I observed the tears run down his face very plentifully… he was so moved that he broke off the discourse, and told me his heart was so full he could say no more to me…

I resolved not to think of going abroad any more, but to settle at home according to my father’s desire. But alas! a few days wore it all off; and, in short, to prevent any of my father’s further importunities, in a few weeks after I resolved to run quite away from him…

It was not till almost a year after this that I broke loose, though, in the meantime, I continued obstinately deaf to all proposals of settling to business, and frequently expostulated with my father and mother about their being so positively determined against what they knew my inclinations prompted me to.
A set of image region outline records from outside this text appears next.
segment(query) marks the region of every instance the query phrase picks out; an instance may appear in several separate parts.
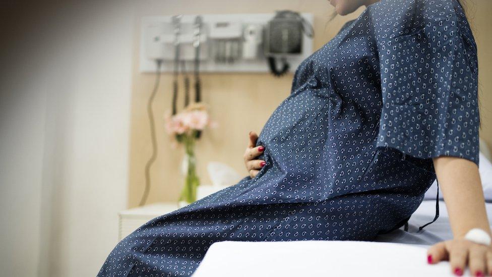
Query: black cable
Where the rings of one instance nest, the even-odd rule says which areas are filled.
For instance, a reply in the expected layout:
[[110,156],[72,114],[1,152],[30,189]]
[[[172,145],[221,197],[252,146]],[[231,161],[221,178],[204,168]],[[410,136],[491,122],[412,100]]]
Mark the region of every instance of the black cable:
[[147,197],[149,196],[149,192],[150,191],[150,167],[154,163],[156,158],[157,157],[157,139],[155,136],[155,126],[154,126],[155,123],[154,120],[154,112],[152,110],[152,103],[154,102],[154,98],[155,98],[155,95],[157,93],[157,89],[159,88],[159,83],[161,77],[161,64],[162,63],[162,60],[158,60],[156,61],[157,69],[155,71],[155,82],[154,84],[154,89],[150,94],[147,105],[147,112],[149,115],[149,123],[150,124],[150,137],[152,142],[152,155],[145,164],[145,188],[139,206],[142,206],[147,202]]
But being one day at Hull, where I went casually, and without any purpose of making an elopement at that time; but, I say, being there, and one of my companions being about to sail to London in his father’s ship, and prompting me to go with them with the common allurement of seafaring men, that it should cost me nothing for my passage, I consulted neither father nor mother any more, nor so much as sent them word of it; but leaving them to hear of it as they might, without asking God’s blessing or my father’s, without any consideration of circumstances or consequences, and in an ill hour, God knows, on the 1st of September 1651, I went on board a ship bound for London.

I didn’t know I didn’t fit in or anything like that. I just couldn’t stay put in the face of everything. Defoe nailed it.